“My passion is photography, but I am paying the price for my passion with my life”
— Mahmoud Abou Zeid “Shawkan”
New York, August 23, 2016 – The Committee to Protect Journalists, in partnership with the Bronx Documentary Center, will showcase the work of Egyptian freelance photojournalist Mahmoud Abou Zeid, known as Shawkan, who has been imprisoned for more than three years. The exhibit, which runs from September 8 to 11, will highlight Shawkan’s images of the Egyptian revolution, from protests and celebrations in Tahrir Square to shots of everyday life in Cairo.
Shawkan was detained on August 14, 2013, while covering clashes between Egyptian security forces and supporters of ousted President Mohamed Morsi during the dispersal of the pro-Morsi sit-in at Rabaa Al-Adawiya in Cairo. He was held without charge for more than two years before being charged with weapons possession, illegal assembly, murder, and attempted murder, as part of a mass trial. The journalist has denied all of the charges. His trial has been repeatedly postponed.

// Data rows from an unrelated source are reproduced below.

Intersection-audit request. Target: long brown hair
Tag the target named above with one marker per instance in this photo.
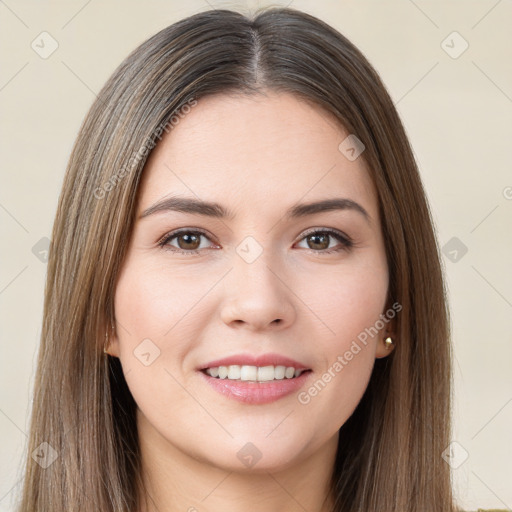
(390, 450)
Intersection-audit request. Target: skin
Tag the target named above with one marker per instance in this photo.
(257, 156)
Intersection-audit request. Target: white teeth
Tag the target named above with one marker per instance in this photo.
(254, 373)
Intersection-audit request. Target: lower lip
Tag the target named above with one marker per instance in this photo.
(256, 392)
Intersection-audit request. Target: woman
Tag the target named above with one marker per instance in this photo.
(245, 307)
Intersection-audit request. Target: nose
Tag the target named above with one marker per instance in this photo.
(256, 297)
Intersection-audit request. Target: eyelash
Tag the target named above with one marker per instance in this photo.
(346, 242)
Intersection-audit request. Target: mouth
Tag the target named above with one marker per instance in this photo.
(243, 384)
(250, 373)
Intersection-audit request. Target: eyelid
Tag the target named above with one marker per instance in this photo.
(342, 237)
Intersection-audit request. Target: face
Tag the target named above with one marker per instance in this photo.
(254, 282)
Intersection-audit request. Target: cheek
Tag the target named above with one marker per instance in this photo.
(349, 307)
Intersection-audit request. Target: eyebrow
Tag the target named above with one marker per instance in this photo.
(212, 209)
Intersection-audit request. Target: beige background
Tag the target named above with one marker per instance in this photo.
(457, 112)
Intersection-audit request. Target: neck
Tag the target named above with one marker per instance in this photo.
(176, 481)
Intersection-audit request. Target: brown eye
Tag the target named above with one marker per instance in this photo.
(319, 241)
(188, 241)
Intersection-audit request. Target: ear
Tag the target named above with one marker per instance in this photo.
(111, 343)
(383, 350)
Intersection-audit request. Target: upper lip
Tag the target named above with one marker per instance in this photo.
(269, 359)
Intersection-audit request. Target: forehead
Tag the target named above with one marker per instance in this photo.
(261, 151)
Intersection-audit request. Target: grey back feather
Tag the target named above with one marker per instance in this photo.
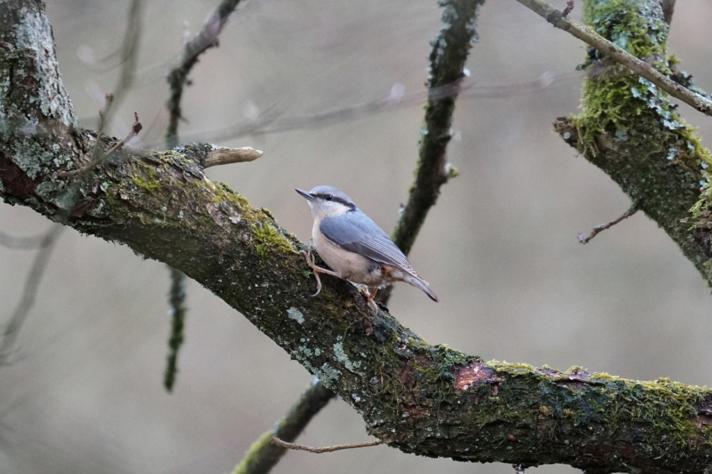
(356, 232)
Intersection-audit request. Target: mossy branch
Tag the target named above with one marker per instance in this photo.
(447, 68)
(420, 398)
(617, 51)
(630, 129)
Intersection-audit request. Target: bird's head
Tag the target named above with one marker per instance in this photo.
(327, 201)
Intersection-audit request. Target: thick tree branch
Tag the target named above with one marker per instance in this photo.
(420, 398)
(206, 38)
(177, 80)
(447, 64)
(631, 130)
(263, 454)
(619, 54)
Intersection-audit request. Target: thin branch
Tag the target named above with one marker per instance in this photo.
(176, 300)
(29, 293)
(99, 156)
(22, 243)
(177, 80)
(129, 52)
(225, 156)
(263, 454)
(446, 73)
(424, 399)
(587, 35)
(206, 38)
(584, 239)
(270, 122)
(324, 449)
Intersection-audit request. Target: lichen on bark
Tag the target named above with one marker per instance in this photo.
(632, 130)
(426, 399)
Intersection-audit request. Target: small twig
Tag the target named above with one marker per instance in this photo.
(29, 293)
(22, 243)
(445, 83)
(177, 80)
(225, 156)
(206, 38)
(324, 449)
(584, 239)
(270, 122)
(568, 8)
(587, 35)
(98, 156)
(176, 299)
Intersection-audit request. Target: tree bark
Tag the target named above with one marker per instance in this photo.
(632, 131)
(425, 399)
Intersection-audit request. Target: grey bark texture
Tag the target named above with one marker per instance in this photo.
(425, 399)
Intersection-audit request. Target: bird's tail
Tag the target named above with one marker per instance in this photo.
(418, 282)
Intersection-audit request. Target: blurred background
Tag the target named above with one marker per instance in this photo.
(500, 248)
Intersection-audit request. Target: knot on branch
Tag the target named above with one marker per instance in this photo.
(208, 155)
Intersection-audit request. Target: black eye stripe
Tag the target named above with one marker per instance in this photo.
(331, 197)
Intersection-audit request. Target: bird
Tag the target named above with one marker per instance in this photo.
(354, 246)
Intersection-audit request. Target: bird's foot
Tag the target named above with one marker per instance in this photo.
(309, 256)
(316, 269)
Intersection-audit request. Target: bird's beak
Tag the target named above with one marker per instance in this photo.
(305, 194)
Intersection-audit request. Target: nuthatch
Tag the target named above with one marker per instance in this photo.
(354, 246)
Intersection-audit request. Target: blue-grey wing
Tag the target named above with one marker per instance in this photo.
(356, 232)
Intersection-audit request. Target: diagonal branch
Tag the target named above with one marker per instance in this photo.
(631, 130)
(206, 38)
(447, 64)
(639, 66)
(420, 398)
(177, 80)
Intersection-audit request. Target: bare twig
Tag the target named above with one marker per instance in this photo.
(668, 10)
(176, 299)
(263, 454)
(587, 35)
(270, 123)
(225, 156)
(324, 449)
(206, 38)
(177, 80)
(444, 83)
(584, 239)
(22, 243)
(29, 293)
(129, 52)
(568, 8)
(98, 156)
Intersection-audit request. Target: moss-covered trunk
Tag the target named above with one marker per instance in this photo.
(420, 398)
(632, 130)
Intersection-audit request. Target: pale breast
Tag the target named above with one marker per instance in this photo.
(351, 266)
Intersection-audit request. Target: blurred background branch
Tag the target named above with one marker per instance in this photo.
(446, 70)
(177, 79)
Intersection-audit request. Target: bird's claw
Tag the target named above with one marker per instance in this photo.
(311, 261)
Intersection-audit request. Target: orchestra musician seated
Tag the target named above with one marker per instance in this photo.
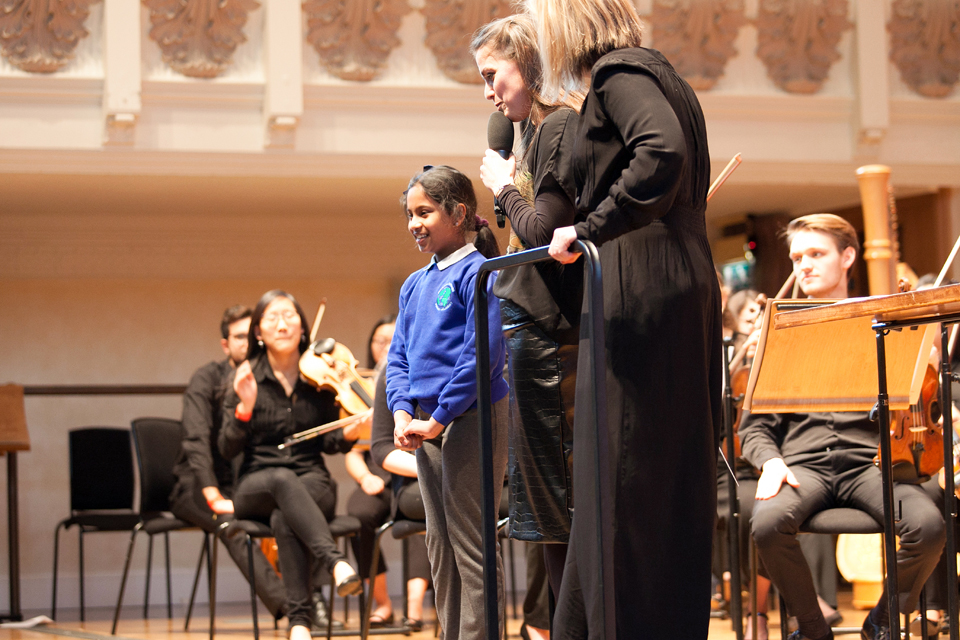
(290, 488)
(816, 461)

“Photography is not just a hobby for me,” Shawkan wrote in a March 2015 letter to mark his 600th day behind bars. “It is an actual way of life. It’s not just how you hold a camera and snap a picture. It’s the way that you see life and everything around you. … My passion is photography, but I am paying the price for my passion with my life. Without it, a part of me is missing.” CPJ will honor Shawkan with an International Press Freedom Award, which recognizes courageous journalists who have risked their lives to do their work, at its annual gala in November.
“CPJ has repeatedly called on Egyptian authorities to grant Shawkan his freedom, including in meetings with senior officials in Cairo last year, but the environment for press freedom has continued to deteriorate,” said Courtney Radsch, CPJ’s director of advocacy. “It is ludicrous that Egypt can continue to imprison innocent journalists and maintain the support of countries such as the United States without repercussions. We hope this exhibit will help raise awareness about the injustice of Shawkan’s imprisonment, and lead to his release so he can accept the award in person.”
During a mission to Egypt in February 2015, CPJ raised Shawkan’s case with the minister of transitional justice, the Ministry of Justice, the Ministry of Interior, and the National Council for Human Rights. His case and his father, mother, and brother were featured in the 2014 CPJ documentary, “Under Threat,” about press freedom in Egypt.
CPJ is an independent, nonprofit organization that works to safeguard press freedom worldwide.